Create a new Earley chart parser, that uses grammar to parse texts.

Parameters:
  • grammar (CFG) – The grammar used to parse texts.

  • trace (int) – The level of tracing that should be used when parsing a text. 0 will generate no tracing output; and higher numbers will produce more verbose tracing output.

  • trace_chart_width (int) – The default total width reserved for the chart in trace output. The remainder of each line will be used to display edges.

  • chart_class – The class that should be used to create the charts used by this parser.

class nltk.parse.earleychart.IncrementalTopDownChartParser[source]

Bases: IncrementalChartParser

__init__(grammar, **parser_args)[source]

Create a new Earley chart parser, that uses grammar to parse texts.

Parameters:
  • grammar (CFG) – The grammar used to parse texts.

  • trace (int) – The level of tracing that should be used when parsing a text. 0 will generate no tracing output; and higher numbers will produce more verbose tracing output.

  • trace_chart_width (int) – The default total width reserved for the chart in trace output. The remainder of each line will be used to display edges.

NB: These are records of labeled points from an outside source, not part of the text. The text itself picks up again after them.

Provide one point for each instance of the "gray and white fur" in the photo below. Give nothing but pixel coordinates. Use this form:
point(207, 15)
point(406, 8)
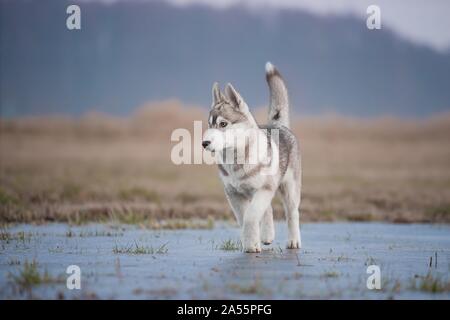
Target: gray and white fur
point(250, 186)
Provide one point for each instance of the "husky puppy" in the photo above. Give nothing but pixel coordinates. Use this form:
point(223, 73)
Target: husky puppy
point(251, 185)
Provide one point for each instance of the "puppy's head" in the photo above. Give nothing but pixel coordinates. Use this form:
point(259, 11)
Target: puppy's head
point(228, 119)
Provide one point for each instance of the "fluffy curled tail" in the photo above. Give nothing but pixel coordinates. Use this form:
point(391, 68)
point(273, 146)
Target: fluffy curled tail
point(279, 101)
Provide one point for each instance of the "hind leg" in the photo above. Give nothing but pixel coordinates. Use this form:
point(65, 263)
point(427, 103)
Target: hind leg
point(267, 227)
point(290, 192)
point(251, 239)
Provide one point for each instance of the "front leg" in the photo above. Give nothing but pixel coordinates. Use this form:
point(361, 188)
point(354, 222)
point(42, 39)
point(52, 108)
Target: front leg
point(238, 203)
point(261, 200)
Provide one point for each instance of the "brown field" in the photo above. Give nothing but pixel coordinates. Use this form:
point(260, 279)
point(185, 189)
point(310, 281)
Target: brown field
point(101, 168)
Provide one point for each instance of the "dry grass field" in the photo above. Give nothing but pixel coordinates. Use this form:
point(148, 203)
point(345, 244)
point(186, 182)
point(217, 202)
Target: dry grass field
point(102, 168)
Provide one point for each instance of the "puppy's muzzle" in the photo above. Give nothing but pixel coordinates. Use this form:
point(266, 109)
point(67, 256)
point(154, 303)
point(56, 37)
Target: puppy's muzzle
point(205, 144)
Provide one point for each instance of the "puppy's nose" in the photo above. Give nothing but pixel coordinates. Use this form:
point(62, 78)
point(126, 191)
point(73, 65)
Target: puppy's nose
point(206, 143)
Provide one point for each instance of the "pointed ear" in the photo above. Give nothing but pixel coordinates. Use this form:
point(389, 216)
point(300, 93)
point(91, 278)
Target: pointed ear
point(216, 94)
point(235, 97)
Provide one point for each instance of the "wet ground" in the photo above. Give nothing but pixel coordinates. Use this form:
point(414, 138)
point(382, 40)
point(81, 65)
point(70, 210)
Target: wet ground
point(126, 262)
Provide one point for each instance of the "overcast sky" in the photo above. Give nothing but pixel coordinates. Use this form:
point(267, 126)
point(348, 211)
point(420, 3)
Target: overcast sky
point(423, 21)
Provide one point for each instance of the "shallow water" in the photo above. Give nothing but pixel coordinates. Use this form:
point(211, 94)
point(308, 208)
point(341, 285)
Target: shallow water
point(332, 263)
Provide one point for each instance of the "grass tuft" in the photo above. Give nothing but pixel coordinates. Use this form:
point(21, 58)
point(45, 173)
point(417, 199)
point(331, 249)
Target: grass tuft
point(140, 249)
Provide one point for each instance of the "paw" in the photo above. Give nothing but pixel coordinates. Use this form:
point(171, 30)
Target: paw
point(252, 246)
point(267, 237)
point(294, 244)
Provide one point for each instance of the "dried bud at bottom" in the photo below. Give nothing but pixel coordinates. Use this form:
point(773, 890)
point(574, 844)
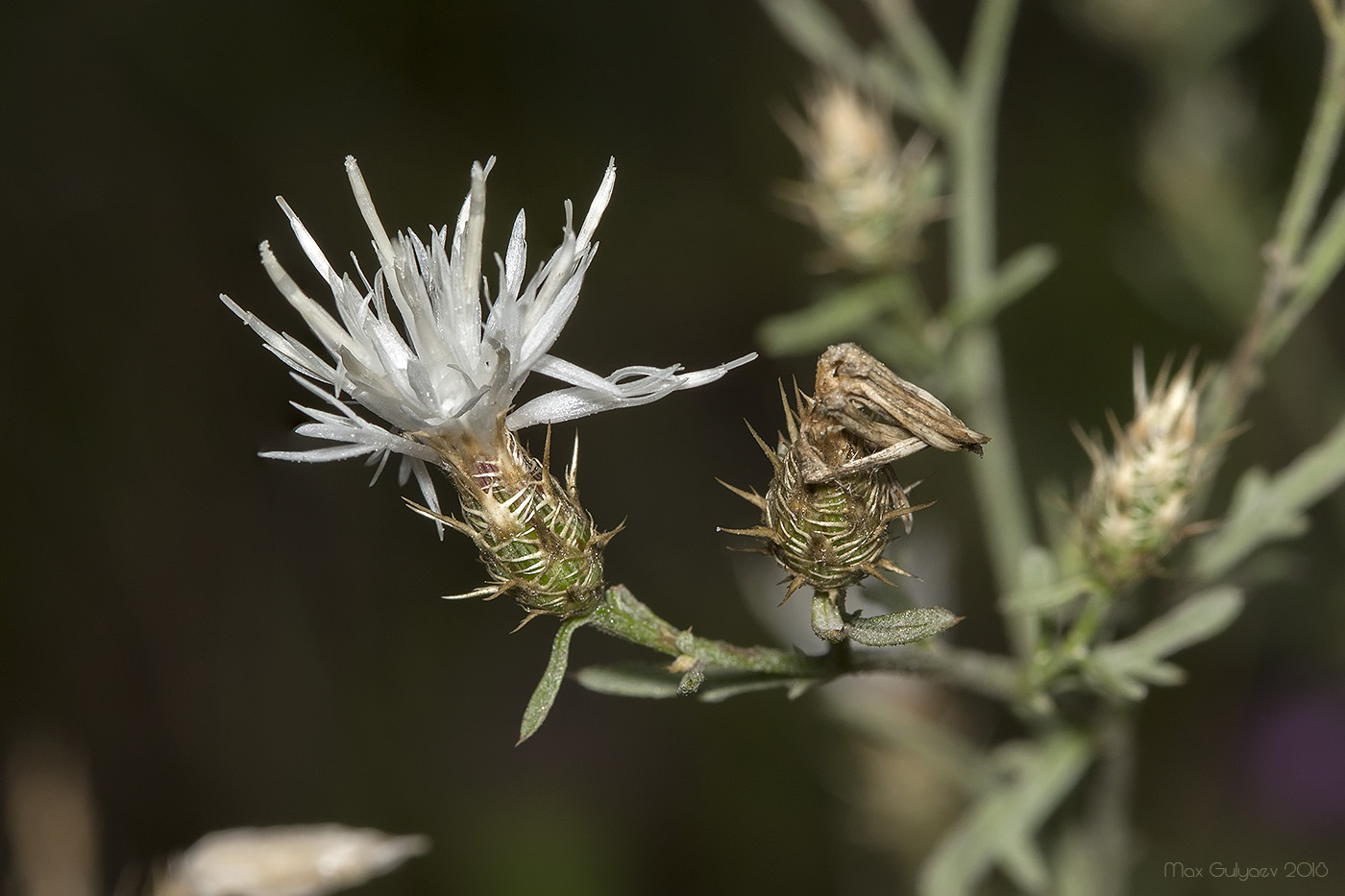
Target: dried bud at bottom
point(299, 860)
point(827, 510)
point(535, 540)
point(865, 194)
point(1136, 509)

  • chart_class – The class that should be used to create the charts used by this parser.

class nltk.parse.earleychart.PredictorRule[source]

Bases: CachedTopDownPredictRule

class nltk.parse.earleychart.ScannerRule[source]

Bases: CompleteFundamentalRule

apply(chart, grammar, edge)[source]

Return a generator that will add edges licensed by this rule and the given edges to the chart, one at a time. Each time the generator is resumed, it will either add a new edge and yield that edge; or return.

Parameters:

edges (list(EdgeI)) – A set of existing edges. The number of edges that should be passed to apply() is specified by the NUM_EDGES class variable.

Return type:

iter(EdgeI)

nltk.parse.earleychart.demo(print_times=True, print_grammar=False, print_trees=True, trace=2, sent='I saw John with a dog with my cookie', numparses=5)[source]

A demonstration of the Earley parsers.